First, the court buys into the Seventh Circuit's view (expressed in Pozo v. McCaughtry and other cases) that the PLRA exhaustion requirement incorporates the "procedural default" rule of habeas corpus. The court mostly parrots Pozo; there's little value added. Arguably it's dictum, since the court goes on to say that this plaintiff's procedural default doesn't matter, because (again per Pozo) his grievance was considered on the merits, which remits all procedural sins.
The court rejects the Sixth Circuit's reliance in Thomas v. Woolum on ADEA law, which, the Supreme Court has held, makes state time limits for administrative complaints unenforceable in subsequent federal court litigation. The court says that the ADEA (and the Supreme Court Oscar Mayer decision interpreting it) deals with a commencement requirement, not an exhaustion requirement, though it doesn't say why that should make a difference. Also, more cogently, it notes that the ADEA expressly excluded a procedural default rule by stating that state agencies can't require anything more to commence an administrative claim than filing or mailing a written and signed statement of the relevant facts to the appropriate location. (Note 7)
Second, the court buys total exhaustion, joining the Eighth Circuit in doing so. (The Eighth and Tenth are the only circuits that have so far addressed the question. It's pending in the Second Circuit and probably in others.) The court recounts the habeas total exhaustion rule of Rose v. Lundy without explaining why habeas analogies are useful, says the language of the PLRA seems to call for total exhaustion because it refers to "action" rather than "claim," and perfunctorily recites policy reasons supposedly supporting total exhaustion, some of are just general arguments supporting exhaustion and don't specifically support total exhaustion.
The court did not appoint counsel in this pro se case even though it took positions on two issues (procedural default and total exhaustion) as to which the federal courts are deeply divided.
In other significant holdings, they say (*2) that the exhaustion requirement "applies fully when the plaintiff is a federal or state inmate held in a privately operated facility." This is no surprise, but it may be the first time it's been said so squarely in a reported decision.
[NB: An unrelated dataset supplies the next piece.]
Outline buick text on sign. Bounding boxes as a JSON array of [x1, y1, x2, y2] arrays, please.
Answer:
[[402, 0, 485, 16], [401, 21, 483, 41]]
The court also holds that the plaintiff was not required to follow his informal complaint with a formal grievance because he was successful at the first stage, "and nothing in the record suggests that there was any further relief whatsoever available through MCDC procedures." (*4) Id.: ". . . [P]risoners need not engage in entirely fruitless exercises when no form of relief is available at all." The court quotes Booth and says: "In other words, the modifier 'available' means that inmates must exhaust administrative remedies so long as there is the possibility of at least some kind of relief." Here, the court says, "nothing in the record indicates that money damages or any other retrospective relief was available through the prison's grievance process." (*5)
This is not as helpful as it sounds because the court is at great pains to emphasize that there was nothing else prison officials could do (the prisoner complained that there was no shower mat, so they put in a shower mat), and in most cases prison officials will be able to invent something that could have been done that the prisoner should have been seeking through further grievance proceedings.